John Z Black
Brunswick, ME • (207) 245-1010 • contact@johnzblack.com
LAPD’s own network wasn’t breached. That’s technically true. It’s also almost beside the point, because 7.7 terabytes of sensitive police records are now with an extortion group.
World Leaks, which is just Hunters International under a new name, didn’t need to touch LAPD’s infrastructure. They breached a third-party file-sharing application connected to the LA City Attorney’s Office. The app was built to hold civil discovery materials from George Floyd protest-era lawsuits. Sensitive departmental records, Internal Affairs investigations, unredacted criminal complaints with witness names, officer personnel files and medical records.

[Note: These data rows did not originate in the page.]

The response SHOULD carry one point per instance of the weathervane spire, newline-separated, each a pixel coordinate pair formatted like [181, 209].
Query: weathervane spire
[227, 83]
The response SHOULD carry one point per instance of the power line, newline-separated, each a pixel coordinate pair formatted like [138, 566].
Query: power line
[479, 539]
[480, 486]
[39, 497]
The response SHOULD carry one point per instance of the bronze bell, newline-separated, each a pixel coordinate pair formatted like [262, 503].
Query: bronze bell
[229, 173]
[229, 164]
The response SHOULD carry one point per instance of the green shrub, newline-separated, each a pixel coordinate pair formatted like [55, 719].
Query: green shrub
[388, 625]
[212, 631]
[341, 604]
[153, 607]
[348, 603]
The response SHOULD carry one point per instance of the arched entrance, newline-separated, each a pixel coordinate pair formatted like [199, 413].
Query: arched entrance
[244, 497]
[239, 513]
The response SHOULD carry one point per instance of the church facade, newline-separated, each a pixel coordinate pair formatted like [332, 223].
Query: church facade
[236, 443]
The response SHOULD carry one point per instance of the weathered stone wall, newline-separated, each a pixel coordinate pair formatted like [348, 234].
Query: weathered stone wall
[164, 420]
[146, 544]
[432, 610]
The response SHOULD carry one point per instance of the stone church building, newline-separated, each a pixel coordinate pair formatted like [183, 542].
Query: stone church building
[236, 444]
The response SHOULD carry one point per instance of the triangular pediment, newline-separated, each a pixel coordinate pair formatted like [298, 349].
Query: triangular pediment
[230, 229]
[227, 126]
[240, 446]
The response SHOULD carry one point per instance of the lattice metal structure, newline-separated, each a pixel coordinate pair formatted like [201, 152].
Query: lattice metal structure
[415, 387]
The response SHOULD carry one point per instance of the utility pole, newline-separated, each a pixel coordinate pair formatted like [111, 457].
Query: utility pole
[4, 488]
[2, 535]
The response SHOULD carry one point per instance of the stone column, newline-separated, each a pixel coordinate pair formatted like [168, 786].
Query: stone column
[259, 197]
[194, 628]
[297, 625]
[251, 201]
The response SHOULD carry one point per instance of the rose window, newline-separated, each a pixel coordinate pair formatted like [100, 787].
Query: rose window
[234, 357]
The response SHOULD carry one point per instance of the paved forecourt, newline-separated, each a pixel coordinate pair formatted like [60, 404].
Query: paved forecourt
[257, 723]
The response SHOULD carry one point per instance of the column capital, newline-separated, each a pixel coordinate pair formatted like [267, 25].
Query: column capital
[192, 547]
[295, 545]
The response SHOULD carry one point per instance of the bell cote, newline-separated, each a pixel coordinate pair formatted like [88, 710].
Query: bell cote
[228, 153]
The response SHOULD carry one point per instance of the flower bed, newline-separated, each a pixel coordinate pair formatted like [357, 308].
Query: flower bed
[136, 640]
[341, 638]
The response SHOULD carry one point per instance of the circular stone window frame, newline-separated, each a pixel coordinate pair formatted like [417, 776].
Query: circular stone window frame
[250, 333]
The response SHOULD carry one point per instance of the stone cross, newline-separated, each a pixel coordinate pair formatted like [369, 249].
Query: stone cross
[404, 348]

The system apparently had no password protecting access to it. Sources say city officials never implemented the basic access restriction the platform was designed to require.
337,000 files. World Leaks posted some publicly then pulled them back down. That’s a leverage play: show what you have, create urgency, negotiate.
The political fallout was immediate. The LAPD officers’ union withdrew their endorsement of the City Attorney. City leaders demanded testimony about when she first knew.
The pattern here is familiar. Treasury, healthcare organizations, now LAPD. The primary organization hardens its own perimeter. The vendor sitting next to it, with access to the same sensitive data, doesn’t get the same scrutiny. Attackers have noticed.